Para a vereadora socialista, as casas destinadas a alojamento local criaram “uma escassez que ajudou a inflacionar os preços das casas até ser incomportável para as classes médias encontrarem casa”.

Em resposta à vereadora do PS, o presidente da câmara considerou “extraordinário” que seja acusado de fazer “uma crítica fácil ao Governo quando este Governo apresenta um pacote de habitação sem consultar as autarquias, sem consultar Lisboa”.

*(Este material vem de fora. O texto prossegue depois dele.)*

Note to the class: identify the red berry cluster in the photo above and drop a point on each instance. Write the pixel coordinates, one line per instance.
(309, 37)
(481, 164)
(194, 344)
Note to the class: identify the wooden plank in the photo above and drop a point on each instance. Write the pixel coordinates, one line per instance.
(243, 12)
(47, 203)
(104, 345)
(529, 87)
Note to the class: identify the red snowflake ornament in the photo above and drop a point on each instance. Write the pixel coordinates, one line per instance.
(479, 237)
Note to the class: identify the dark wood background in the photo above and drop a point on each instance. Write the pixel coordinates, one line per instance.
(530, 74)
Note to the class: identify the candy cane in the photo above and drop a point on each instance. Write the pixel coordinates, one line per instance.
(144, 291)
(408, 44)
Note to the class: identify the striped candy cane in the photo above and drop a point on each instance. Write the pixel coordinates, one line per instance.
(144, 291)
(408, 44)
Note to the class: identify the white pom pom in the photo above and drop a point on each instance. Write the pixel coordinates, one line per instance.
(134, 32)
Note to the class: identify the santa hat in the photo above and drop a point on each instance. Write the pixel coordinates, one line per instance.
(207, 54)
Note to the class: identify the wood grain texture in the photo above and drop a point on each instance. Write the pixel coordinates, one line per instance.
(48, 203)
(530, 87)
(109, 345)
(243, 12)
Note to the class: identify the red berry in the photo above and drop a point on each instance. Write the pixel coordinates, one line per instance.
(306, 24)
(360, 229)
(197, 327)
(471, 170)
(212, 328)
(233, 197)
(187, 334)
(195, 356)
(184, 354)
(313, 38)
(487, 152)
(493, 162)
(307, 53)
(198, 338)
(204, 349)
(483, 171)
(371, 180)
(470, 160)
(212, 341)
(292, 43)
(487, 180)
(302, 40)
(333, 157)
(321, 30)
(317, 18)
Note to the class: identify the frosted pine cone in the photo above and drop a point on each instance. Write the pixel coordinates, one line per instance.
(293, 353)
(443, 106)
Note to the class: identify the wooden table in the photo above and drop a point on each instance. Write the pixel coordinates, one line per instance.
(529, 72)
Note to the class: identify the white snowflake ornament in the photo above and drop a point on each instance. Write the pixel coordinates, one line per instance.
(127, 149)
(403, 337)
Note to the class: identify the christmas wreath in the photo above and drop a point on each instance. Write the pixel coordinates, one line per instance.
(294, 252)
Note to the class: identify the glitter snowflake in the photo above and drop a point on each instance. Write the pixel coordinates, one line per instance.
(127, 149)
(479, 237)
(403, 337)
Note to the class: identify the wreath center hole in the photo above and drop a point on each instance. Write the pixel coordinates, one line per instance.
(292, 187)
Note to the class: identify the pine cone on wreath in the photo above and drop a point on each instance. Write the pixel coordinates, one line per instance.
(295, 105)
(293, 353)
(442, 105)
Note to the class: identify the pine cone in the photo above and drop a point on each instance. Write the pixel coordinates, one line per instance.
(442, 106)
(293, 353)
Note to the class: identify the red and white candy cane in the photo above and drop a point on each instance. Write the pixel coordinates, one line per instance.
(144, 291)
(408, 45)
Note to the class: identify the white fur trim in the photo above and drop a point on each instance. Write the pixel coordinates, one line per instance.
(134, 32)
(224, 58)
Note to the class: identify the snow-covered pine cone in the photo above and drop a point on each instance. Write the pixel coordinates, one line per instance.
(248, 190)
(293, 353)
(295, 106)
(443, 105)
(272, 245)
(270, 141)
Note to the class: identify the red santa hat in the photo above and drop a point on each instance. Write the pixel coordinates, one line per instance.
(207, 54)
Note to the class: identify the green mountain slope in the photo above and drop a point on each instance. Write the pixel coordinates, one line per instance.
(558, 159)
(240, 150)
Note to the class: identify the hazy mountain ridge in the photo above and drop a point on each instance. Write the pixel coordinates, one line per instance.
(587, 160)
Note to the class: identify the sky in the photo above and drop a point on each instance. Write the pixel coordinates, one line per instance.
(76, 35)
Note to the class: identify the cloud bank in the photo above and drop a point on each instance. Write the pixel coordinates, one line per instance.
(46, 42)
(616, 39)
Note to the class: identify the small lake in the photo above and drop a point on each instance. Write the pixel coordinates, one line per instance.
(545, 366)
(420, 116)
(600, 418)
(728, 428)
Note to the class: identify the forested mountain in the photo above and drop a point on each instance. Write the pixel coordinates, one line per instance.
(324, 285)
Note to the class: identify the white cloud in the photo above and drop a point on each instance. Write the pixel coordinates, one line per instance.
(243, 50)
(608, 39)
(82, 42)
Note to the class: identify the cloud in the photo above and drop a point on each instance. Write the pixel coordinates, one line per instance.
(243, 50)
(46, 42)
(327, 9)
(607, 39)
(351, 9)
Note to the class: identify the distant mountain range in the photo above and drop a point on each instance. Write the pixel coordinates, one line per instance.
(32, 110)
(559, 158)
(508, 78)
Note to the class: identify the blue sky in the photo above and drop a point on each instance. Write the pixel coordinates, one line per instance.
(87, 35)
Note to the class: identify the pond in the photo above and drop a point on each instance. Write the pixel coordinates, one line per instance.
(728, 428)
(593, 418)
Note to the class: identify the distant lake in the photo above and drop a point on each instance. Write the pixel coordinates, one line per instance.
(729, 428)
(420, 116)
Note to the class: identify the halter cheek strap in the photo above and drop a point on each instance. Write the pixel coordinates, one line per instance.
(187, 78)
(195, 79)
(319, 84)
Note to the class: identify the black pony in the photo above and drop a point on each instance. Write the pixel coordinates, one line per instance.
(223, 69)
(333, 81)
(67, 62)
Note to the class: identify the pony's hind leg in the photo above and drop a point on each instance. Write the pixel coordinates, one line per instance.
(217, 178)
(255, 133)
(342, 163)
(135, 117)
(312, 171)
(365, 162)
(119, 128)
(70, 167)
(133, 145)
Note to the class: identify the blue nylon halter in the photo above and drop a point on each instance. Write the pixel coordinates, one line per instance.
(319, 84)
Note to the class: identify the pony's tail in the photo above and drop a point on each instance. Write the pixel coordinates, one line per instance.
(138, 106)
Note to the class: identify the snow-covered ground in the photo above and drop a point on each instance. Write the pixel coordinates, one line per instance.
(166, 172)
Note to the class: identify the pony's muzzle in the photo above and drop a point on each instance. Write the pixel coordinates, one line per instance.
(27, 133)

“É algo que foi impensável, que nunca pensei que poderia acontecer, que era um Governo apresentar um pacote de habitação sem nunca ter uma palavra, uma chamada, uma atenção, nem que fosse para fingir, telefonar ao presidente da câmara e dizer ‘olhe, o que é que pensam sobre isto?'”, manifestou Carlos Moedas.

Sobre o pacote de medidas do Governo, o vereador do PCP João Ferreira afirmou que “não há nada ali que aponte para a perspetiva de uma resolução séria, efetiva, cabal, imediata” para responder à crise da habitação, considerando que essas propostas continuam “sem enfrentar a especulação imobiliária” e “sem mobilizar os recursos públicos que eram necessários, e que é possível mobilizar, para reforçar o parque habitacional público”.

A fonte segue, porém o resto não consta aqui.